Taking second place, IcedID has been spreading rapidly in March thru several spam campaigns, while the established Dridex trojan was the most prevalent malware during March, up from seventh in February.
One widespread campaign of IcedID used a COVID-19 theme to entice new victims into opening malicious email attachments; the majority of these attachments are Microsoft Word documents with a malicious macro used to insert an installer for IcedID.
Once installed, the trojan then attempts to steal account details, payment credentials, and other sensitive information from users’ PCs. IcedID also uses other malware to proliferate, and has been used as the initial infection stage in ransomware operations.
“IcedID has been around for a few years now but has recently been used widely, showing that cyber-criminals are continuing to adapt their techniques to exploit organisations, using the pandemic as a guise,” said Maya Horowitz, Director, Threat Intelligence & Research, Products at Check Point.
“IcedID is a particularly evasive trojan that uses a range of techniques to steal financial data, so organisations must ensure they have robust security systems in place to prevent their networks being compromised and minimise risks. Comprehensive training for all employees is crucial, so they are equipped with the skills needed to identify the types of malicious emails that spread IcedID and other malware.”
The top 10 malware families:
- Dridex – Dridex is a Trojan that targets the Windows platform and is reportedly downloaded via a spam email attachment. Dridex contacts a remote server and sends information about the infected system. It can also download and execute arbitrary modules received from the remote server.
- IcedID – IcedID is a banking Trojan spread by mail spam campaigns and uses evasive techniques like process injection and steganography to steal user financial data.
- Lokibot – Lokibot is an Info Stealer distributed mainly by phishing emails, and is used to steal various data such as email credentials, as well as passwords to CryptoCoin wallets and FTP servers.
- Agent Tesla – Agent Tesla is an advanced RAT functioning as a keylogger and information stealer, which is capable of monitoring and collecting the victim’s keyboard input, system keyboard, taking screenshots, and exfiltrating credentials to a variety of software installed on a victim’s machine (including Google Chrome, Mozilla Firefox and the Microsoft Outlook email client).
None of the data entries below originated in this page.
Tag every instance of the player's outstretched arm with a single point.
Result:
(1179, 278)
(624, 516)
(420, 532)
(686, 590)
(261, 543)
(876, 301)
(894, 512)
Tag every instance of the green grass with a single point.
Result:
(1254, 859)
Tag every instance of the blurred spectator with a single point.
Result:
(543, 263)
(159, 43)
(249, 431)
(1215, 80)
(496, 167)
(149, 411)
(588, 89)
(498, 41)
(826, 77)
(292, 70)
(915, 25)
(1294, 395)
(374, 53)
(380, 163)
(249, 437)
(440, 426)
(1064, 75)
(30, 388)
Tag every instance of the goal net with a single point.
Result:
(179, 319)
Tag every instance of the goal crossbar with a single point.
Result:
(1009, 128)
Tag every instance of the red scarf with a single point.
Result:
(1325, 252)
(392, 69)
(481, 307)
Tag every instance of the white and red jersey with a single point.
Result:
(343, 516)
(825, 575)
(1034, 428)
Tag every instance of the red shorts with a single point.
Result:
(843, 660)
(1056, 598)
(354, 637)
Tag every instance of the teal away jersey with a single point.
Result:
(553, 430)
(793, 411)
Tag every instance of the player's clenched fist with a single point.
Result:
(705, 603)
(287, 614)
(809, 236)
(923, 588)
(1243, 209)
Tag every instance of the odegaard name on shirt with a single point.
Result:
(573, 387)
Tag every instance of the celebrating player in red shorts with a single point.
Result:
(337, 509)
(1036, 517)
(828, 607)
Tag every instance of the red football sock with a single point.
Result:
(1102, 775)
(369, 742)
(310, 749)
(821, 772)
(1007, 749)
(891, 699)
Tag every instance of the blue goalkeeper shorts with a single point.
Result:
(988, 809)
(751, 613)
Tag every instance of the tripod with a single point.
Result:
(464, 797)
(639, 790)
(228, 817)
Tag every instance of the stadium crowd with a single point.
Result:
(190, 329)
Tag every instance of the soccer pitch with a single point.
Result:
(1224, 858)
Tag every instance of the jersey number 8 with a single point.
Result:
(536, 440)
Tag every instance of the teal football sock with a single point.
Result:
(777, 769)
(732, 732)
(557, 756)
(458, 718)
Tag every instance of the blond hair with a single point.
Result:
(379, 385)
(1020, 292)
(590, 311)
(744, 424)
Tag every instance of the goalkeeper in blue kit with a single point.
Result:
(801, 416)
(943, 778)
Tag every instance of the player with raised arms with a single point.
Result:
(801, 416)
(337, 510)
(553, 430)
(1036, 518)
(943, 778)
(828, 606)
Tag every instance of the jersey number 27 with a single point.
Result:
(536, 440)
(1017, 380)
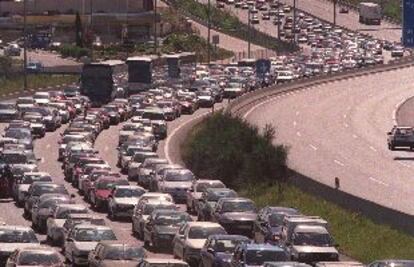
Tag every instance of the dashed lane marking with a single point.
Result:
(339, 162)
(378, 181)
(313, 147)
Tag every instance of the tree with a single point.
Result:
(79, 30)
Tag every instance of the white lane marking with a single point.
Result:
(404, 164)
(378, 181)
(174, 132)
(339, 163)
(313, 147)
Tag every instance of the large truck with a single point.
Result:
(101, 80)
(370, 13)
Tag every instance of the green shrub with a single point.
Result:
(228, 148)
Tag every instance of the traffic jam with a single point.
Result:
(173, 217)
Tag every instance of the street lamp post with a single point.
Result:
(24, 45)
(155, 27)
(249, 32)
(208, 32)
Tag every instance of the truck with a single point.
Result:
(100, 80)
(369, 13)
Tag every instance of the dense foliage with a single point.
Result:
(228, 148)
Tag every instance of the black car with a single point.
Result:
(268, 225)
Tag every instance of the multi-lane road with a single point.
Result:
(339, 130)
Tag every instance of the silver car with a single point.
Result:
(82, 239)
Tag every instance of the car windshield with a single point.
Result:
(226, 245)
(203, 186)
(64, 213)
(205, 232)
(312, 239)
(258, 257)
(150, 208)
(30, 258)
(94, 235)
(17, 236)
(215, 196)
(179, 176)
(124, 253)
(171, 219)
(14, 158)
(153, 116)
(237, 206)
(109, 184)
(129, 192)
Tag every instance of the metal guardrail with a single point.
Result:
(237, 105)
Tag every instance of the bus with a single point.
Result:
(100, 80)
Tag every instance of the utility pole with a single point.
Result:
(294, 21)
(155, 27)
(278, 20)
(208, 33)
(249, 33)
(24, 45)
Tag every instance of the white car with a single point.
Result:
(191, 237)
(123, 199)
(82, 239)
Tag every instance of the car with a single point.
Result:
(37, 189)
(8, 111)
(194, 194)
(35, 256)
(311, 243)
(218, 249)
(162, 262)
(123, 199)
(55, 222)
(73, 219)
(339, 264)
(112, 253)
(21, 185)
(142, 212)
(391, 262)
(236, 215)
(44, 208)
(400, 137)
(208, 201)
(161, 227)
(101, 191)
(15, 237)
(190, 239)
(249, 254)
(268, 225)
(82, 239)
(143, 173)
(176, 182)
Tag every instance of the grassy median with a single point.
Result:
(227, 148)
(34, 81)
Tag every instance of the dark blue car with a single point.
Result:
(268, 225)
(218, 249)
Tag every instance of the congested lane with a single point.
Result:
(339, 130)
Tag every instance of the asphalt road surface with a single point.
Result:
(324, 9)
(339, 130)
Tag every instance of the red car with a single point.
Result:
(102, 189)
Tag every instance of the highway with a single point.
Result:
(339, 130)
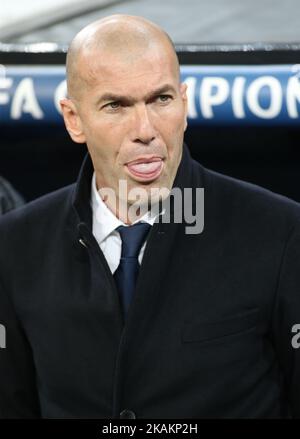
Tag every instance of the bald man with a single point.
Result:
(116, 306)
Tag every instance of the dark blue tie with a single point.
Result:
(125, 276)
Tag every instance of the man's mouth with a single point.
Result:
(145, 169)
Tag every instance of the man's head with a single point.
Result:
(126, 102)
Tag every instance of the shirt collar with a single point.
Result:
(104, 221)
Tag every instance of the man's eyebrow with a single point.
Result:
(113, 97)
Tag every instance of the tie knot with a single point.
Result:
(133, 238)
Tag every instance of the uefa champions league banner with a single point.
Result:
(217, 95)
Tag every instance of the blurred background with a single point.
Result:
(241, 61)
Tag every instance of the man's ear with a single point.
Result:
(72, 120)
(183, 88)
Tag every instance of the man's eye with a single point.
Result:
(164, 98)
(113, 105)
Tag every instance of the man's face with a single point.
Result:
(133, 116)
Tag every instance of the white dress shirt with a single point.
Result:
(104, 228)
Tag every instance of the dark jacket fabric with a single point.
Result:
(209, 329)
(9, 197)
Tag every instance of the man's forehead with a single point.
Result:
(119, 67)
- Qbot – Qbot is a banking Trojan that first appeared in 2008, designed to steal users banking credentials and keystrokes. Often distributed via spam email, Qbot employs several anti-VM, anti-debugging, and anti-sandbox techniques, to hinder analysis and evade detection.
- Trickbot – Trickbot is a modular Botnet and Banking Trojan constantly being updated with new capabilities, features and distribution vectors. This enables Trickbot to be a flexible and customisable malware that can be distributed as part of multi purposed campaigns.
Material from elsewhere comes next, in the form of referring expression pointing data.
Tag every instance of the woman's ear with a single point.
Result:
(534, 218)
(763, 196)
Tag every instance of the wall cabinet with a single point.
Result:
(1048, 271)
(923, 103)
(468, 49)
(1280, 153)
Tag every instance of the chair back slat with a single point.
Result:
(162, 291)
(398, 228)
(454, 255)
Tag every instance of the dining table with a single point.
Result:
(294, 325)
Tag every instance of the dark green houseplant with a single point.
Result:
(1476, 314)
- XMRig – XMRig is an open-source CPU mining software used for the mining process of the Monero cryptocurrency, and first seen in the wild in May 2017.
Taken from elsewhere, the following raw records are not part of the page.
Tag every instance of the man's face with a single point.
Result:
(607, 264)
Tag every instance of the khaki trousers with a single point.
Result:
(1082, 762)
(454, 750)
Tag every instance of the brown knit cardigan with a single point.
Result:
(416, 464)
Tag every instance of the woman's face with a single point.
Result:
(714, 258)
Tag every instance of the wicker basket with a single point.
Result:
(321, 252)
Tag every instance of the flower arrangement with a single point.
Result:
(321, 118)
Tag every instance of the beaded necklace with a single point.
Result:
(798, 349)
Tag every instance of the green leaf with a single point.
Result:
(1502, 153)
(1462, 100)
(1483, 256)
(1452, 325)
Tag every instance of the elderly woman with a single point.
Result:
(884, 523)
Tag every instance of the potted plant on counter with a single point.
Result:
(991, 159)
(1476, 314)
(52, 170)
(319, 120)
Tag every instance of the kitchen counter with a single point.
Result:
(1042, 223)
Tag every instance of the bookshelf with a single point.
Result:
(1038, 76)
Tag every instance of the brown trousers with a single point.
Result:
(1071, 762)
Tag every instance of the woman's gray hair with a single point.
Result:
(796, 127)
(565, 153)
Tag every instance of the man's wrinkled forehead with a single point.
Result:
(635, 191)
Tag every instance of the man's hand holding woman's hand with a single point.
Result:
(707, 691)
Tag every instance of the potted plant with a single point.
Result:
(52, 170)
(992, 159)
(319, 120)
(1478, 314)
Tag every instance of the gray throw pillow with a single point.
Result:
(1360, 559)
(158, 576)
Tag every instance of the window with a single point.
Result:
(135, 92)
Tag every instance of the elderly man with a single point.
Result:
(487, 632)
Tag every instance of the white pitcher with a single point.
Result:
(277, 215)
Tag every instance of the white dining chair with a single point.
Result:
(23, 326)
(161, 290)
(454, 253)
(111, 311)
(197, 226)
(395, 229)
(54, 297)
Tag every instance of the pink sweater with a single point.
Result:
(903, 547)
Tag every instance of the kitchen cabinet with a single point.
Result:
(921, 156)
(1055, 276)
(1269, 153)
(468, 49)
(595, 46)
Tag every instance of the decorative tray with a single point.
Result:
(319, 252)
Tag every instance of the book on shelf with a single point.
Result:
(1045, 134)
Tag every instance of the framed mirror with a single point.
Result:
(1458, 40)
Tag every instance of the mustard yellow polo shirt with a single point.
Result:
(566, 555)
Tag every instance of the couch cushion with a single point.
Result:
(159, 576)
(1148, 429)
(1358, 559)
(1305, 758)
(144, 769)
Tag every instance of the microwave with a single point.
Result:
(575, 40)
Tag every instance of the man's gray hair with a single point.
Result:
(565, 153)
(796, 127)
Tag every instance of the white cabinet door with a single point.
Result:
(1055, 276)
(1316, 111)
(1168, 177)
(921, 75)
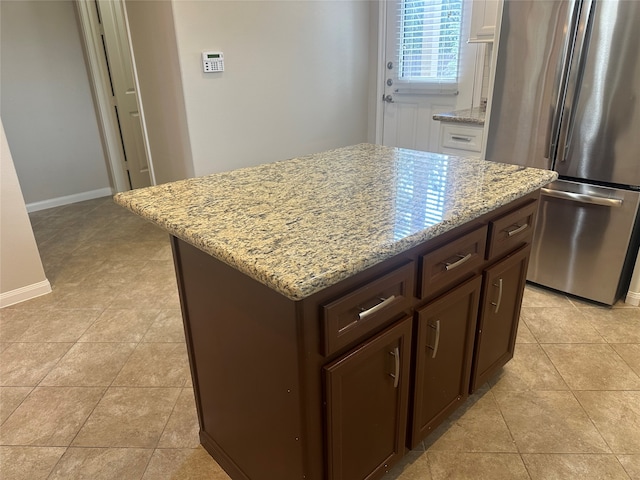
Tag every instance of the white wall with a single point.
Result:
(156, 57)
(296, 78)
(21, 274)
(46, 103)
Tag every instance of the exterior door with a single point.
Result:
(367, 395)
(110, 15)
(410, 100)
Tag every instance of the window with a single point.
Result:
(429, 41)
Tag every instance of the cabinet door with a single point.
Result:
(502, 288)
(446, 331)
(367, 396)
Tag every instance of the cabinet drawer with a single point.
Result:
(356, 314)
(447, 265)
(511, 230)
(461, 137)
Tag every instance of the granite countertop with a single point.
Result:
(474, 116)
(301, 225)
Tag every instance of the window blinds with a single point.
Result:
(429, 41)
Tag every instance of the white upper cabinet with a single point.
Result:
(484, 16)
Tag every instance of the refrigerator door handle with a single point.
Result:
(582, 198)
(560, 81)
(573, 84)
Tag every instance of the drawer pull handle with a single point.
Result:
(463, 258)
(396, 376)
(517, 230)
(437, 342)
(497, 304)
(375, 308)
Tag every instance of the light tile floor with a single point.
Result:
(94, 378)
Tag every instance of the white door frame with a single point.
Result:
(103, 99)
(382, 32)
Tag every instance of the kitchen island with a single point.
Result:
(338, 306)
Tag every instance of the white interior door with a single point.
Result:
(123, 86)
(411, 95)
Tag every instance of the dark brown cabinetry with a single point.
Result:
(367, 395)
(444, 346)
(503, 285)
(332, 387)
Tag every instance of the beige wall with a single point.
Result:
(156, 57)
(21, 273)
(296, 78)
(46, 103)
(633, 295)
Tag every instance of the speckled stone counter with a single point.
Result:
(304, 224)
(474, 116)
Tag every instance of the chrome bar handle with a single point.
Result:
(573, 84)
(560, 80)
(437, 343)
(582, 198)
(396, 376)
(384, 302)
(463, 258)
(497, 304)
(517, 230)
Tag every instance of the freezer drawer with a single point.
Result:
(582, 238)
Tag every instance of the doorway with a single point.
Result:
(427, 68)
(104, 31)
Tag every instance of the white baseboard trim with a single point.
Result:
(68, 199)
(24, 293)
(633, 298)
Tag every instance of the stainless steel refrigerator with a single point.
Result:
(567, 97)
- Formbook – Formbook is an Info Stealer that harvests credentials from various web browsers, collects screenshots, monitors and logs keystrokes, and can download and execute files according to its C&C orders.
- Ursnif – Ursnif is a Trojan that targets the Windows platform and steals information and credentials for banking and email accounts. Moreover, it downloads and executes files on the infected system.
- Glupteba – Glupteba is a backdoor which gradually matured into a botnet. By 2019 it included a C&C address update mechanism through public BitCoin lists, an integral browser stealer capability and a router exploiter.